The theme for last night’s City Council Special Session on the budget was, “The mess we’re in isn’t my fault”.

The administration officially proposed a budget that raises property taxes by almost 20% which would make Trenton’s rate by far the highest in NJ.

The Mayor spoke first.  Let me summarize.

  • The State doesn’t give us enough money given that they occupy a lot of land in Trenton
  • The national economy is bad
  • The petitioners that are fighting to have a public referendum on the sale of the suburban portion of Trenton Water Works are blocking a fix to the budget.

City Council asked a few questions mainly

  • Why don’t you give us a 5 year plan – Annette Lartigue
  • I’m not happy about this – Manny “The Grandstand” Segura

I take exception that our situation has been beyond our control

  • The city’s budget and economy has been a problem for years.  Yet, as Ms. Lartigue suggests, there’s never been a real plan to fix it.  I wish she’d demanded it 5 years ago. I pointed out to Council and the admin two years ago that a minor retrenchment in state funding would cause a severe tax hike.  Nothing happened.
  • It’s always been the case that the economy might go south, yet during the boom years our Mayor was literally encouraging sub prime loans in Trenton.
  • The Mayor and City Council did the wrong thing by not letting the Water Works sale go to a vote, and now it’s backfired.  What were they afraid of?

The administration is guilty here but Council has blame; as they have an obligation to be guardians of our budget.

  • At any point, they could have forced the issue of a 5 year plan for revitalization.
  • At any point, they could have appointed a citizen’s commission (which might have included the petitioners) to review the budget and recommend fixes.
  • At any point, they could have asked the administration, who claims they’ve been planning to sell the Water Works for 10 years, to sell the idea to the public.

Council did none of these things until last night (2/23/2010), just as the citizenry is about to be very angry about a catastrophic tax increase one month before an election.  An election, by the way, which finds three of the council members running for mayor and everyone else leaving office.
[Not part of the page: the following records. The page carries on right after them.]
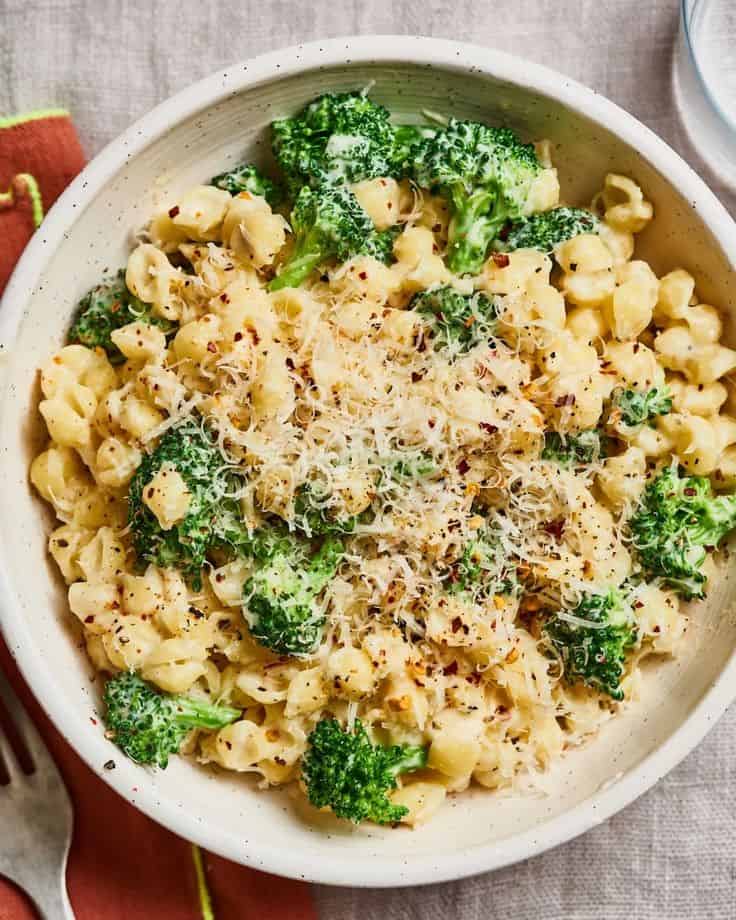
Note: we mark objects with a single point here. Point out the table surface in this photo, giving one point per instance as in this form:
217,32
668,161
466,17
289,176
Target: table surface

I’m not the only one that feels let down.  However, I’m not giving up quite yet and I have a plan.

I am forming a citizens group to review the Trenton budget and develop a way forward. I ask economically-minded citizens to get involved by emailing me at

We won’t wait for approval, rather we’ll band together to lobby for a revitalization minded budget that works to not just cut services to avoid bankruptcy, but serves to make Trenton great again. I’m busy and wish I didn’t have to do this but like many Trentonians, my property tax bill will for the first time be higher than my mortgage.  What’s worse, this structural deficit and resulting tax policy will push away investment in Trenton, which will further deflate the value of my property.

A group of citizens is doing this in Princeton and is having some effect.

I can’t afford not to bring my business background to bear on this problem.  I hope thoughtful Trentonians will join me.

We’ll review the budget, decide what’s important for investment and what should be cut.  We’ll create our own 5 year strategy. Then we’ll present our recommendations VERY publically.  If enough of Trenton’s citizens can help, we’ll be a formidable force.  Hopefully, the administration and council will welcome our help.

While our elected officials should be accountable for our economic problems, we’re all to blame.  Let’s take our role as citizens seriously and fix this.